Not even tousle-haired rock god, Louis Allen, who Franny’s been crushing on hard. Until Alice, bored with immature boys and jealous of Franny’s new college friends, sets her sights on Louis. Suddenly, best friends are bitter rivals.
Is winning Louis’s heart worth more than their friendship? There’s only one way for Franny to find out.
Side-note: There multiple mentions of Lytham St Anne’s and Blackpool in this book. I feel like there should be extra points – there is something special about seeing the place where you live mentioned in a book. Especially when it’s tiny, ok Blackpool isn’t but Lytham St Anne’s.

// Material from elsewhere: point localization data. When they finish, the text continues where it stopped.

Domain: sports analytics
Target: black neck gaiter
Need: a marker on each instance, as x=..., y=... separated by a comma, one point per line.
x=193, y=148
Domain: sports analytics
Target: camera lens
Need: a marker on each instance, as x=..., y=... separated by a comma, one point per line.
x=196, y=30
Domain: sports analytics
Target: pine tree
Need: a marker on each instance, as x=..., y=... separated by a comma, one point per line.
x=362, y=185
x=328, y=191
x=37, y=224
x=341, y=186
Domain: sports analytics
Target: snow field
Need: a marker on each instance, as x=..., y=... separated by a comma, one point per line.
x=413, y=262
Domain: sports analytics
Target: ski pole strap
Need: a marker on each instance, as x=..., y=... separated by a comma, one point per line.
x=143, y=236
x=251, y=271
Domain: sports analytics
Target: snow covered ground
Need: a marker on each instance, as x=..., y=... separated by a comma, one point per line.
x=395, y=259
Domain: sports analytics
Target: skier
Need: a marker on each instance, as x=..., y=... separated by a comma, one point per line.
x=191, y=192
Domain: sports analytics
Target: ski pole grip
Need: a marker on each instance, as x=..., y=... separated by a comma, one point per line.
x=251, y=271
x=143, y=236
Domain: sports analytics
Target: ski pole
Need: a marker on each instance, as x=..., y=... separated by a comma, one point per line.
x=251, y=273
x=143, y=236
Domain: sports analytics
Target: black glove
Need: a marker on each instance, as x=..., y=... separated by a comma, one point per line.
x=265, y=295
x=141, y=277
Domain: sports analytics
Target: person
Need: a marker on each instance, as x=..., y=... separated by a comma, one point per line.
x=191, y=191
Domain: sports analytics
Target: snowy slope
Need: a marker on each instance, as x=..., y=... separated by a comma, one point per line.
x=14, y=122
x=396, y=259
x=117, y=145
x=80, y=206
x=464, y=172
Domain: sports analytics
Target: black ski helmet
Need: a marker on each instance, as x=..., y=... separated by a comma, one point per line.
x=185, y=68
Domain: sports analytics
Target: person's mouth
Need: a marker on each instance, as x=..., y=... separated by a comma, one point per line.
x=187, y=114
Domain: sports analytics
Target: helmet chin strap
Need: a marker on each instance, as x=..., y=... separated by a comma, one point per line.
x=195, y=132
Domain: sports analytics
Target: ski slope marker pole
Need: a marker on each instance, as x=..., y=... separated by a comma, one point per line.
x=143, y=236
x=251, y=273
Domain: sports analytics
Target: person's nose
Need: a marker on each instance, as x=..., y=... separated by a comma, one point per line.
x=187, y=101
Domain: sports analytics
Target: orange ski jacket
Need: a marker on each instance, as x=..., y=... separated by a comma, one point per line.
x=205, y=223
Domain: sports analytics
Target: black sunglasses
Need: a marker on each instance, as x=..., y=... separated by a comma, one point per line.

200words (or less) review: Anyway, I’ve been meaning to read The Worst Girlfriend in the World for ages and I finally sat down and did. It was massively overdue. Sarra Manning is great at characters, well at least at completely relatable and convincing teenage girls. To be fair I haven’t read any of her adult novels. I probably should… (Leave your recommendation in the comments!)
Franny has always been on Alice’s side. She’s stood up for her as other’s have name-called and raged about Alice and her boyfriend behaviour. (Btw I thought there was a lot of interesting pause for thought moments in regards to double standards in this book; example how instead of the boys being raged at for cheating it’s Alice’s behaviour that is called to question for not checking they are single?! I kinda wished it had been a book-club read so I could have discussed this and other points in a group setting.) But when Alice goes for a guy Franny adores the line is crossed and their friendship seems broken.
The Worst Girlfriend in the World is very entertaining, full of heart and definitely a book I’d recommend.